BI testing encompasses all testing activities within a BI landscape. In a BI landscape data is gathered from various sources and combined into a datawarehouse or datalake. The stored data is then used to gather information in some form of a report. Since a datalake is one big pool of unstructured data, testing in these environments is usually done by data engineers or data scientists who make use of the data directly from the data lake without any conversions. BI Testers focus mainly on structured environments such as datawarehouses.
Datawarehousing is the act of gathering data from various sources into a datawarehouse in order to use this data for business purposes, such as trends, insights in profits/costs or to make predictions about the future. A datawarehousing BI landscape consists of various stages, see figure 1.
Source: Data can come from all sorts of sources, most often it will be from various databases that are in use throughout the company, but can also include separate files, data coming from managed file transfers or from other databases through API's, etc.
Datawarehouse (Extract-Transform-Load ‘ETL’): Data gets extracted from the sources and stored in a datawarehouse. In general, this data is first placed in a staging environment. For the data to get loaded into the actual datawarehouse it will most likely need to be cleaned and transformed in order to be tied together to create a single point of truth. In some environments the data goes to a second staging area after the transformations before moving on to the actual datawarehouse in production. Though the more common approach is to do the cleanup and transformations while moving the data from the source staging to the final datawarehouse.
Data marts: Data marts are designed to show smaller subsections of the data stored in the data warehouse. This is usually done for performance and/or security reasons. The data can undergo further transformations or get enriched with more data to get more suitable information.
Dashboards/Reports: Interesting data analytics will be presented to people and departments in the form of dashboarding or reports. Tools designed for dashboarding/reporting are directly connected to the data in the datawarehouse. Authorization rules will most likely be applied here as the users generally access the data through these tools.
Data management/audit trail: For security and privacy purposes data management and auditing should be in place. Think of the GDPR rules stating that for instance a user has the right “to be forgotten”, this means that data needs to be traceable across the stages.
|Note that not all datawarehousing landscapes will look the same. Not all environments support a second ‘common staging’ area and not all clients make use of data marts. The datawarehouse can also be a in the form of a Data Vault. And ETL is sometimes reversed as ELT where data is first loaded into the datawarehouse and then transformed. This building block however, will focus on the landscape described in figure 1 but it’s important to understand that variations to this landscape are possible.
Testing in a BI landscape
Testing in a BI landscape is done mostly based on the various environments that are also mentioned in figure 1.

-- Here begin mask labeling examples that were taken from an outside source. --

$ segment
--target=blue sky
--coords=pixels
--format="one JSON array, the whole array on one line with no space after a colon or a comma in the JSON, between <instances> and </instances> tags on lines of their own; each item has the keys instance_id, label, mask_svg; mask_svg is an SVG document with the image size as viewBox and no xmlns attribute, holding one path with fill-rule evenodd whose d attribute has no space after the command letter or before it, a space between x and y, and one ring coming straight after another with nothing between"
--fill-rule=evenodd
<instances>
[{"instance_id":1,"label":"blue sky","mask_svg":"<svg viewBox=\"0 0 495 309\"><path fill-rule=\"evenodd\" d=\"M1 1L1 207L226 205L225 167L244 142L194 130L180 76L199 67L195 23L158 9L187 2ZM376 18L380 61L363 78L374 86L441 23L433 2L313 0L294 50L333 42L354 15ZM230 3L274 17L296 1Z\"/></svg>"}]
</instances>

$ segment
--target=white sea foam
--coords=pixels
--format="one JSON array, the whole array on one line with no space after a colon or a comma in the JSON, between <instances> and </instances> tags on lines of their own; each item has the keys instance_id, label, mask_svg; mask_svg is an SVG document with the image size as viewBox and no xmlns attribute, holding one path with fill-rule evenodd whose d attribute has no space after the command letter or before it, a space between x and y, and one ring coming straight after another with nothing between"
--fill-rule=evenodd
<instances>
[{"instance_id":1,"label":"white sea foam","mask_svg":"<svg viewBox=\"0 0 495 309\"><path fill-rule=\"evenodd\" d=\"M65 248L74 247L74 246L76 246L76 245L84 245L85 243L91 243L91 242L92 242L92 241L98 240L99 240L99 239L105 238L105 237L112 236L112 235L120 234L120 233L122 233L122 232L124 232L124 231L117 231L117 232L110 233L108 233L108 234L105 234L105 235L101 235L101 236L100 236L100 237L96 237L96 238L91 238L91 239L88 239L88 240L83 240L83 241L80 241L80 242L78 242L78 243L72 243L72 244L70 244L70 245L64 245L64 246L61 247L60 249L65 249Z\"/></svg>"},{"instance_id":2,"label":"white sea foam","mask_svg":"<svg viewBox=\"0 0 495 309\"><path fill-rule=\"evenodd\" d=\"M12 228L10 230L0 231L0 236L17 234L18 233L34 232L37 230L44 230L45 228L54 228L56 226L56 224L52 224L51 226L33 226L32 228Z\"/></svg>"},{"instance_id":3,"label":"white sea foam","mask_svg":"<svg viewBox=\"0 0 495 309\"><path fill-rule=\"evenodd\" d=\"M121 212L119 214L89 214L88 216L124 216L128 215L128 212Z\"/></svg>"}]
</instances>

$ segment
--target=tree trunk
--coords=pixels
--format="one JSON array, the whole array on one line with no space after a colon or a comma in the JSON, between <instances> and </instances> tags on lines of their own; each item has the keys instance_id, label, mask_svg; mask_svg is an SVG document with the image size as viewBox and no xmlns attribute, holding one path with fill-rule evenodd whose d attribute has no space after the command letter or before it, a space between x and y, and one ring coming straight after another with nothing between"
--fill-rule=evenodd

Staging area: Is the data complete? Are there no records doubled? Is the quality sufficient? are all fields from the sources accounted for in the STM (source-to-target mapping)? Do they have the right qualities for the transformations? See also building block: Data Profiling.

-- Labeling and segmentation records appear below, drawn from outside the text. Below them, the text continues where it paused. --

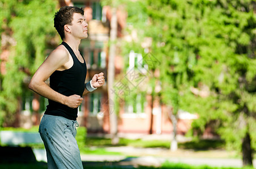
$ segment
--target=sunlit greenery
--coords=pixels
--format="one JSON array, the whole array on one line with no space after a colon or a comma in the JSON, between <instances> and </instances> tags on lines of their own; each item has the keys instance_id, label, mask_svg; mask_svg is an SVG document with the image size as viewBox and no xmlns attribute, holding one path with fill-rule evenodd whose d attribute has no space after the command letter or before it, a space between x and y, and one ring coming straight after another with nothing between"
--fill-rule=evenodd
<instances>
[{"instance_id":1,"label":"sunlit greenery","mask_svg":"<svg viewBox=\"0 0 256 169\"><path fill-rule=\"evenodd\" d=\"M56 35L53 18L57 1L0 1L1 50L10 51L6 73L0 74L0 126L11 123L18 98L47 56ZM54 42L54 41L53 41Z\"/></svg>"}]
</instances>

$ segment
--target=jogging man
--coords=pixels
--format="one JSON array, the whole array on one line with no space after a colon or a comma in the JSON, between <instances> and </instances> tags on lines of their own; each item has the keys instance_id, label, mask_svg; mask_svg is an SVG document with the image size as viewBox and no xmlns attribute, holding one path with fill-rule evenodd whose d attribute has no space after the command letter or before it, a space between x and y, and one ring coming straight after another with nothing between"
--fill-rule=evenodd
<instances>
[{"instance_id":1,"label":"jogging man","mask_svg":"<svg viewBox=\"0 0 256 169\"><path fill-rule=\"evenodd\" d=\"M51 168L83 168L75 135L78 107L82 96L105 83L103 73L84 84L87 67L79 51L88 37L84 11L63 7L55 14L54 27L62 43L53 50L31 79L29 88L49 100L39 126ZM45 82L50 78L50 86Z\"/></svg>"}]
</instances>

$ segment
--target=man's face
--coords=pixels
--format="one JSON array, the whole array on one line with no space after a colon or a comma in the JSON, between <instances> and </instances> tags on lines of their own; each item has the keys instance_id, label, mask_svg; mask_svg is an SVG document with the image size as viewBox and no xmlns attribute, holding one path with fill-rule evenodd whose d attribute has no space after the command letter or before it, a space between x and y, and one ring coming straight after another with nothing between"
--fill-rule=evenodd
<instances>
[{"instance_id":1,"label":"man's face","mask_svg":"<svg viewBox=\"0 0 256 169\"><path fill-rule=\"evenodd\" d=\"M84 16L80 14L74 13L72 25L69 25L71 34L80 39L86 38L88 37L88 24L86 21Z\"/></svg>"}]
</instances>

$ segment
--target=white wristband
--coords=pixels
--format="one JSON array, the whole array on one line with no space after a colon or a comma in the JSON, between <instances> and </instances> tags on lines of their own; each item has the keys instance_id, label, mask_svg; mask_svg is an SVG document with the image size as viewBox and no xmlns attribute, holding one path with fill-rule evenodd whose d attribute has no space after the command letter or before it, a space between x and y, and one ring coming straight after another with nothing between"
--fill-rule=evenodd
<instances>
[{"instance_id":1,"label":"white wristband","mask_svg":"<svg viewBox=\"0 0 256 169\"><path fill-rule=\"evenodd\" d=\"M95 88L92 86L91 80L89 82L86 83L86 89L89 92L92 92L92 91L96 90L97 88L97 87Z\"/></svg>"}]
</instances>

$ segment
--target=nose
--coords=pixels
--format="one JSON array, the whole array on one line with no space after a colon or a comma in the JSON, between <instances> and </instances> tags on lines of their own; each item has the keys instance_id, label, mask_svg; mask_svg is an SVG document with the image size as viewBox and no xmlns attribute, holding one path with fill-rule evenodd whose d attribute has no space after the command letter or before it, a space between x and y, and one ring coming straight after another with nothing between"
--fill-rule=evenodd
<instances>
[{"instance_id":1,"label":"nose","mask_svg":"<svg viewBox=\"0 0 256 169\"><path fill-rule=\"evenodd\" d=\"M84 27L87 27L88 26L88 24L86 21L84 21Z\"/></svg>"}]
</instances>

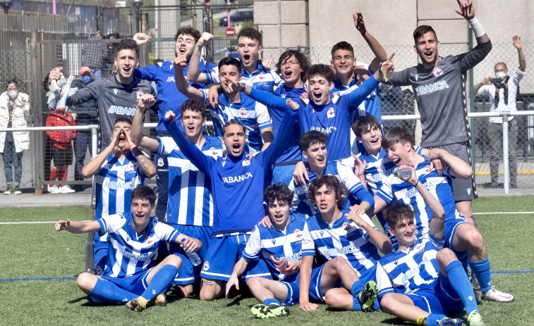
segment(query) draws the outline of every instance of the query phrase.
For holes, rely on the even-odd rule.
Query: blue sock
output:
[[[352,296],[355,298],[358,298],[358,294],[363,291],[363,287],[364,284],[362,283],[362,281],[356,281],[353,283],[352,287],[351,287],[351,293],[352,294]]]
[[[492,275],[490,272],[490,258],[485,261],[471,261],[471,271],[476,275],[480,284],[482,293],[486,293],[492,288]]]
[[[280,303],[280,301],[279,301],[278,300],[277,300],[274,298],[267,298],[267,299],[266,299],[265,300],[263,301],[263,304],[265,304],[266,306],[269,306],[271,303],[277,304],[279,306],[281,306],[282,305],[281,303]]]
[[[427,326],[439,326],[439,320],[447,318],[445,315],[437,315],[431,313],[427,316]]]
[[[165,265],[163,266],[152,276],[150,284],[147,287],[147,289],[142,292],[141,296],[147,299],[147,301],[157,296],[174,280],[176,272],[178,272],[178,268],[176,266],[172,265]]]
[[[126,303],[130,300],[138,297],[135,294],[130,293],[117,287],[111,282],[104,280],[98,280],[91,293],[87,296],[90,301],[95,303],[122,302]]]
[[[452,261],[447,266],[446,270],[449,281],[454,291],[460,296],[460,299],[466,307],[467,314],[469,315],[473,311],[478,313],[478,308],[477,308],[476,300],[475,300],[473,287],[463,271],[461,263],[458,261]]]

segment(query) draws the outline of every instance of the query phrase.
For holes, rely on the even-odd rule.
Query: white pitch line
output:
[[[83,220],[80,222],[88,222],[89,220]],[[57,221],[35,221],[35,222],[0,222],[0,225],[5,225],[8,224],[46,224],[46,223],[56,223]]]

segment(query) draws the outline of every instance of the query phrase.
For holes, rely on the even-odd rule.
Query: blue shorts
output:
[[[467,256],[467,251],[457,251],[452,247],[452,241],[454,239],[454,236],[456,234],[456,228],[461,224],[468,223],[466,222],[466,218],[463,215],[460,214],[458,211],[456,211],[456,218],[450,218],[445,220],[445,234],[444,235],[444,239],[445,242],[445,248],[449,248],[452,250],[456,256],[459,258]]]
[[[96,235],[97,233],[95,232]],[[95,272],[102,275],[106,269],[107,255],[109,250],[109,242],[107,241],[93,240],[92,251],[95,253]]]
[[[321,291],[321,277],[322,276],[322,268],[324,265],[321,265],[312,270],[312,276],[310,280],[310,291],[308,295],[310,299],[324,302],[324,297]],[[296,279],[291,283],[280,281],[287,287],[287,298],[283,302],[285,306],[291,306],[298,303],[300,297],[299,289],[301,281],[301,275],[297,276]]]
[[[222,281],[230,280],[233,265],[241,259],[249,237],[250,234],[212,237],[200,277]],[[241,277],[246,282],[255,276],[272,278],[263,259],[250,261]]]
[[[272,169],[272,184],[284,182],[289,186],[289,182],[293,180],[293,173],[295,172],[296,166],[296,163],[288,165],[275,165]]]
[[[417,291],[406,296],[415,306],[430,313],[450,316],[463,310],[460,296],[452,288],[449,279],[441,273],[433,290]]]
[[[210,246],[210,239],[212,236],[212,227],[181,225],[178,224],[171,224],[171,226],[177,230],[180,233],[200,240],[202,243],[202,247],[197,251],[197,253],[198,253],[202,260],[205,258],[207,249]],[[181,239],[178,239],[178,240],[181,241]],[[202,264],[198,266],[193,266],[186,251],[183,251],[183,249],[178,244],[171,242],[169,246],[171,253],[174,253],[182,258],[182,266],[178,271],[178,274],[172,284],[183,285],[193,284],[198,281]]]
[[[107,275],[102,275],[101,277],[111,282],[123,290],[140,296],[148,287],[147,276],[148,276],[148,273],[150,272],[152,268],[149,268],[145,272],[134,274],[128,277],[113,277]]]

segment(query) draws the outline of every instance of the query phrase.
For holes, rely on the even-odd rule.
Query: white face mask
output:
[[[18,91],[8,91],[8,96],[11,99],[15,99],[18,95]]]
[[[506,74],[504,72],[499,71],[498,73],[495,73],[496,78],[500,78],[502,80],[504,80],[505,77],[506,77]]]

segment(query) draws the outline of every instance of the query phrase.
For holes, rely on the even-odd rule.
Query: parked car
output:
[[[244,22],[245,20],[252,20],[254,19],[254,11],[237,11],[230,15],[230,23]],[[219,20],[219,26],[228,25],[228,16],[224,16]]]

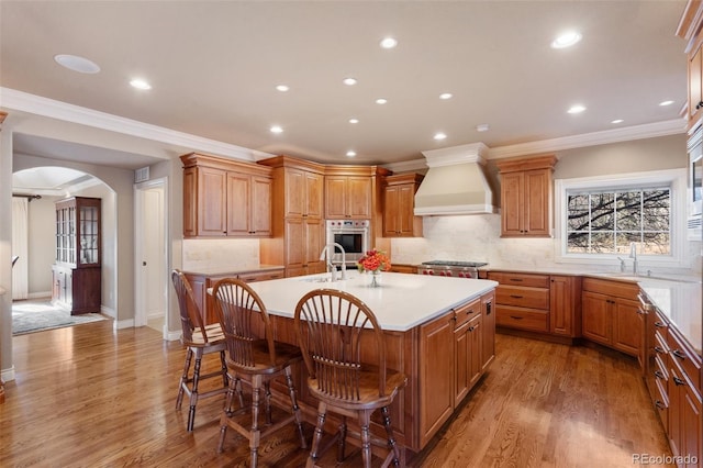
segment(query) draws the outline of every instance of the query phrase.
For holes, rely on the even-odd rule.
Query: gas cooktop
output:
[[[488,265],[486,261],[456,261],[456,260],[431,260],[423,261],[428,267],[459,267],[459,268],[479,268]]]

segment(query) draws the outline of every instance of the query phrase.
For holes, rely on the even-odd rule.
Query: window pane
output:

Datawarehouse (core): Are the transformations executed correctly? Is everything loaded correctly into the datawarehouse? No missing data or duplicates? Is the quality acceptable? See also building block: Data Quality.

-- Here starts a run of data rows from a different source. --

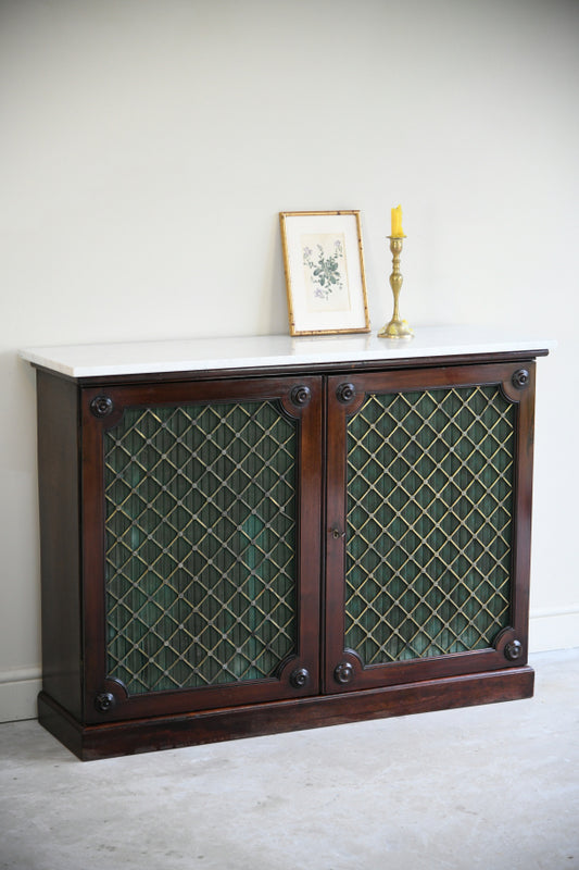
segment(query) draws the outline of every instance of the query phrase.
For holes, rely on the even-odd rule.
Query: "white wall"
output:
[[[374,328],[554,336],[533,648],[579,644],[575,0],[2,0],[0,718],[35,714],[34,373],[20,347],[287,331],[277,213],[362,211]]]

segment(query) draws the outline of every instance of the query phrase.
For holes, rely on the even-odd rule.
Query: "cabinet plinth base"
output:
[[[201,713],[81,725],[45,692],[38,719],[83,761],[240,737],[530,698],[529,667]]]

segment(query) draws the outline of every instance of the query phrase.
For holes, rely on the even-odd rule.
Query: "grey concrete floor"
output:
[[[0,867],[579,868],[579,649],[531,700],[83,763],[0,726]]]

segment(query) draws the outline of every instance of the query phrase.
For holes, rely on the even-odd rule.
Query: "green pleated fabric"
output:
[[[509,623],[514,408],[499,386],[369,395],[348,423],[345,645],[365,664]]]
[[[295,650],[295,424],[135,408],[104,436],[108,668],[129,694],[272,676]]]

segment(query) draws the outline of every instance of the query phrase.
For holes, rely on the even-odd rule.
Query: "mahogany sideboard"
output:
[[[81,759],[526,698],[536,358],[35,348],[39,721]]]

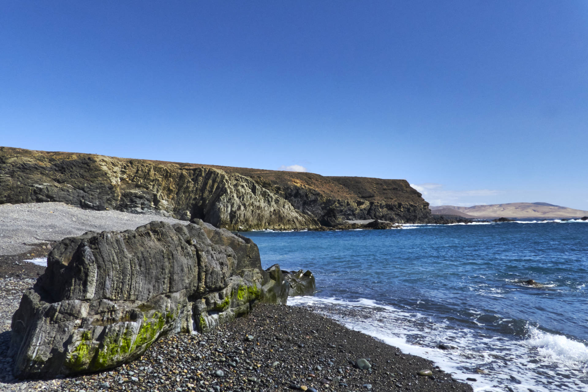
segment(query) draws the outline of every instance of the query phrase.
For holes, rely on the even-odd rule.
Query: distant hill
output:
[[[490,204],[472,207],[457,206],[432,206],[434,215],[455,215],[457,212],[474,219],[480,218],[572,218],[588,216],[588,211],[575,210],[549,203],[507,203]],[[450,213],[453,210],[454,212]]]
[[[431,212],[433,213],[433,216],[436,215],[443,215],[446,218],[454,218],[455,217],[460,217],[462,218],[466,218],[467,219],[479,219],[479,216],[475,216],[473,215],[470,215],[469,214],[466,214],[465,212],[462,212],[461,211],[458,211],[457,210],[454,209],[453,208],[450,208],[447,206],[440,206],[439,207],[431,207]]]

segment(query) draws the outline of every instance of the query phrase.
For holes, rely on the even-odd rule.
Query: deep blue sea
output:
[[[588,391],[588,222],[243,234],[264,267],[314,273],[316,294],[289,304],[476,378],[475,391]]]

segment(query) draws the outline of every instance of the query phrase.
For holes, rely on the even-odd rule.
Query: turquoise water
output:
[[[588,222],[245,234],[264,267],[315,273],[315,295],[289,303],[475,378],[475,390],[588,390]]]

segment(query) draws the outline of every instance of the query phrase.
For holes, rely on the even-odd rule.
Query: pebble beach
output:
[[[2,224],[11,224],[6,215]],[[18,224],[12,223],[13,230]],[[22,292],[44,270],[24,260],[46,255],[51,242],[25,243],[24,252],[2,249],[0,256],[0,390],[472,391],[430,361],[348,329],[312,307],[265,304],[207,334],[163,337],[141,358],[109,371],[15,380],[6,356],[11,319]]]

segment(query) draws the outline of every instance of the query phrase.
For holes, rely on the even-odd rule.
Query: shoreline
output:
[[[163,337],[141,359],[108,371],[53,380],[15,380],[12,376],[13,361],[6,356],[11,319],[22,292],[45,270],[23,260],[46,256],[51,243],[34,247],[28,244],[29,249],[23,253],[0,255],[1,390],[217,392],[282,391],[299,387],[298,390],[311,392],[313,388],[318,391],[473,390],[430,361],[403,354],[312,308],[266,304],[256,304],[249,315],[207,334]],[[247,339],[248,335],[253,336],[253,340]],[[371,364],[371,371],[353,365],[362,358]],[[432,376],[418,375],[423,370],[430,370]],[[219,370],[223,376],[218,376]]]
[[[22,255],[26,254],[16,259],[22,262]],[[6,265],[10,261],[17,260],[15,256],[0,256],[0,269],[12,268]],[[21,293],[34,284],[36,273],[44,269],[27,264],[34,275],[27,270],[19,276],[0,278],[0,390],[217,392],[296,387],[311,392],[312,388],[473,391],[432,361],[349,329],[312,307],[263,303],[255,304],[248,315],[206,334],[163,336],[142,357],[116,368],[52,380],[16,380],[11,375],[12,360],[6,357],[11,334],[7,316],[18,307]],[[362,358],[369,361],[371,370],[355,366]],[[432,376],[417,374],[423,370],[430,370]],[[219,376],[219,370],[223,376]]]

Data marts: Do the data marts contain the required data (and nothing more)? Is the data correctly loaded? If applicable: are the transformations executed correctly?
Dashboarding/Reporting: does it show what the business asked for? In an understandable fashion? Are the calculations done on the correct fields? Is authorization implemented correctly?
Data management/auditing: Is auditing in place? Can records be fully removed (“forgotten”)?
Testroles and skills
Based on the testing activities three BI testing roles can be discerned with each its own focus and skills:
In practice however, a BI test team is often asked to perform all roles as the project advances:
=> The BI test team is first asked to test the migration from source to staging and to check the data quality.
=> Then to test the ETL transformations and the final data quality in the datawarehouse (and data marts)
=> And last, to check that the reports and dashboards are showing the correct information.